Scaling Active Learning
Running Active Learning across tens of millions of documents
Relativity's Active Learning testing reveals that rebuild times get impractically slow in the 9 to 10 million document range. Here, we describe a workflow to apply a model training to larger data sets. If you have questions about this approach or would like to discuss the conditions of your own workflow, please reach out to Customer Enablement.
Basic assumptions
- Even if you are comfortable with the time to rebuild the model at 10 million documents, there is bound to be a threshold where the rebuild becomes too long. Often, that threshold is below the case sizes for some Relativity users.
- When dealing with 10+ million documents, randomly sampled sub-slices containing millions of documents each yield highly representative data sets. Separating a document set into multiple slices gives largely consistent term coverage, document types, and other characteristic factors. Each slice's conceptual indexes and Active Learning histograms will be quite similar.

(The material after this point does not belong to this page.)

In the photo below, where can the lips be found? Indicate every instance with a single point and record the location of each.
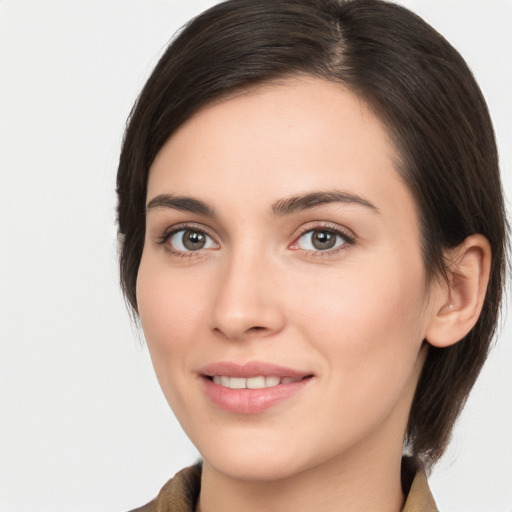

- Taking several thousand training documents and adding them to a slice of several million uncoded documents will yield a model slightly different than adding those training documents to a different slice of several million uncoded documents. However, since randomly-selected slices are mostly consistent, the models will not be substantially different. (As an aside, this effect could be measured by tracking the ranks of a small random sample of uncoded documents submitted to each slice.)
Caveats
- Active Learning models rebuild on a timer prompted 20 minutes after the last model build completed. There is also an idle timer that triggers a rebuild sooner than 20 minutes if reviewer activity has been idle for five minutes and there are coding decisions not included in the most recent build. There is no direct way to request a model build other than to wait for this timer. Because of these timers (and rebuilds taking several hours with larger data sets) we recommend actively managing how the different slices are built and coded. More detail is in the sections below.
- There is one way to disable the rebuild timers, which is by starting and accepting Project Validation. We recommend employing Project Validation with just one document in it if you want to freeze a model without engaging in a full Project Validation process.
- Model rebuilds are queued and single-threaded. If four models are requesting a rebuild, the builds occur one at a time.
- Updating ranks is also serial (and resource-intensive).
Scenario
Suppose you have a set S of documents which is too large to be handled in a single active learning project. Culling the set is not feasible, so you need to pursue a multi-project approach.
Proposal
Begin by splitting S into smaller sets. Then, take one subset and build an Active Learning project, following a standard process to find an effective training set. Finally, apply these training documents to the remaining subsets to classify the full document set S without any single Active Learning project exceeding Relativity’s size limits.
For instance, suppose S contains 30 million documents. We propose that you create subsamples S1, S2, S3, S4, each with size 7.5 million, using random sampling. One subsample (S1) is subjected to normal model training processes, including Coverage Review, building a conceptual index, clustering/stratified sampling, searching for key docs, etc.
After the training of S1 is complete, the training documents (on the order of 5,000 to 10,000 documents, let's call them T) are added to the subsequent projects. First add the training documents to the set S2 and build a second classification index and a second Active Learning project. Then, update ranks and validate using a random sample across S2. Once you are satisfied with S2, move on to S3, then S4 repeating the same process. It's important to proceed one set at a time to reduce the chance of overloading the Analytics Server with work that is not immediately pertinent to the process.
Process details
Here are the steps for the setup and execution of this process:
- Create a field and choices - create a document field to correspond to the split subsets. For this example, assume the field is called AL Slice with the choices S1, S2, etc.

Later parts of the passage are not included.